C360: Let's jump to risk factors now. What are the risk factors of schizophrenia?

Dr Jackson: Oh, well, that's a whole podcast or a whole series of CME in itself. Schizophrenia is fascinating. It is an illness that's been with us for so long in human history. And it's been commented on by historians and artists. You'll recall Ophelia in Hamlet suffers from mental illness. A modern psychiatrist looking at that play sees schizophrenia large in Shakespeare's earth.

We have a lot of studies now about where schizophrenia arises. There are sociological and epidemiological factors that may pertain, such as growing up in a neighborhood that's below the economic standard deviation, a poor area, an urban area, and often those go together. This is controversial because historically in America, for instance, African Americans have been diagnosed with schizophrenia in larger percentages than non-African American patients or Caucasian patients. And so there's controversy as to whether this is systemic racism or whether this is truly socioeconomic factors that are driving a greater incidence of schizophrenia.

So those risk factors, it's the same old thing. It's genetics, it's environment, but that interplay with schizophrenia is rich. It is robust and it is controversial. So there are Nobel prizes to be won for any of our listeners who want to get out there and tease out some of these contributing factors. And obviously that would be personally satisfying, but more importantly, it would offer us some pathways forward in terms of prevention of this devastating illness.

C360: When are people typically diagnosed with schizophrenia?

Dr Jackson: Adolescent years, late teens, early 20s. Unlike bipolar disorder, which sometimes has a sort of a decade gap in terms of diagnosis, schizophrenia typically declares itself and schizophrenia speaks with a loud voice. People typically do and say things with schizophrenia that draw the attention of the surrounding community, including first responders. People typically call someone with a badge, a professional help degree, when schizophrenia is involved because people's behaviors and speech and thought is clearly out of norm with societal or community expectations. People are frightened when they're around someone who has schizophrenia often.
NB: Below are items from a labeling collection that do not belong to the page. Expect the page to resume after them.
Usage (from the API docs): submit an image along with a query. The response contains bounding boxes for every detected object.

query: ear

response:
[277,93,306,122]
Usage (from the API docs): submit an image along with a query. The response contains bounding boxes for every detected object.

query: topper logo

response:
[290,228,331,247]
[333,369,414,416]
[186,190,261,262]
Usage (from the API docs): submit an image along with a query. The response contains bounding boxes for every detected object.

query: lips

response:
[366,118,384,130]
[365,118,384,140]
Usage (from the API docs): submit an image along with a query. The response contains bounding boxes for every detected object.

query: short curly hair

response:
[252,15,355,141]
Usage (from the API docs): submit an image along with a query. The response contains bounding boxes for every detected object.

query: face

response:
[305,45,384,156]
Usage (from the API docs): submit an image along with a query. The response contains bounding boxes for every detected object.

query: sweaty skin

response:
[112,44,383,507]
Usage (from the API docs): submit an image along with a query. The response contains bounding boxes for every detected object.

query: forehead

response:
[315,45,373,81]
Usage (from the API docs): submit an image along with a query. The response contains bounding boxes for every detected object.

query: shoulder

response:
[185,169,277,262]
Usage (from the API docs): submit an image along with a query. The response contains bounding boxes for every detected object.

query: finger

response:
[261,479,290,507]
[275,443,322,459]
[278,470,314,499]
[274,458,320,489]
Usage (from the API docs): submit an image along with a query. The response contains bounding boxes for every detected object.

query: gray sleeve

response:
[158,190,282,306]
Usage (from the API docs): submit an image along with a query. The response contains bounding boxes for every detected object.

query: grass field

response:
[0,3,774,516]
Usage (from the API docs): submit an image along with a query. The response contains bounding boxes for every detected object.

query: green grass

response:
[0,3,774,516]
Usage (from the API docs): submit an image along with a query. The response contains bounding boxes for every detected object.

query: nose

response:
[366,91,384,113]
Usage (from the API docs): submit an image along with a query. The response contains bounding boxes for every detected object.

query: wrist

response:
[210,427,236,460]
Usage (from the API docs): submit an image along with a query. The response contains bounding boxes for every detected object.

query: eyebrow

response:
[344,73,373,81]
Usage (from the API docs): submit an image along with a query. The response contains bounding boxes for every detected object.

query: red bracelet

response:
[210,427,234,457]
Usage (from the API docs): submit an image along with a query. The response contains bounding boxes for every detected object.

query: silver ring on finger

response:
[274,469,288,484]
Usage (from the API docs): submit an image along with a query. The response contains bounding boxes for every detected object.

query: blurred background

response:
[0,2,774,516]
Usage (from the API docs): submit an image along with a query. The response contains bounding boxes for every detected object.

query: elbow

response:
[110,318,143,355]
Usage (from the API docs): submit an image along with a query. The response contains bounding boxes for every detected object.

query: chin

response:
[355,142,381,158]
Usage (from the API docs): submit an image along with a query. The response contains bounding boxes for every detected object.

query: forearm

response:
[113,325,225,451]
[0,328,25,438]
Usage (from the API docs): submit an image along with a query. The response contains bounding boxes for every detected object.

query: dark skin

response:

And so this typically involves engagement with law enforcement or the first responder community, and then patients receive psychiatric evaluation, which then leads to proper and rapid diagnosis of schizophrenia. So 18 to 22, that sort of age span, is typically when schizophrenia presents and is diagnosed.

C360: Is there anything else that you'd like to add today, Dr Jackson?

Dr Jackson: As we said, schizophrenia is a devastating illness. There's a reason why art and literature offer us examples of these patients and their suffering because it invokes tremendous compassion, or it should, from us, not only as clinicians, but in general for society. To have a patient in the flower of youth to absolutely be denuded of personality, of thought, of behavior, of affect, and to have all of those things which make us most human to be threatened by a neuropsychiatric disease at this time of life is a tragedy.

And so to properly diagnose, to properly have compassion and to institute proper treatment for these patients is absolutely critical. And we can do that. We do have wonderful tools at our disposal. We have tools that are in the pipeline, so to speak, to mix metaphors there, and it's a time of hope for patients with schizophrenia because societal understanding is increasing and our capacity for treatment is increasing. And so for both clinicians and patients, I think it's a good time to look to the future in the present in terms of what can be done to arrest the progress of the devastation and deterioration that can occur with this awful illness.

C360: Thank you for your compassion, the work that you're doing with these patients, and for being on the podcast today.

Dr Jackson: Thank you so much for having me.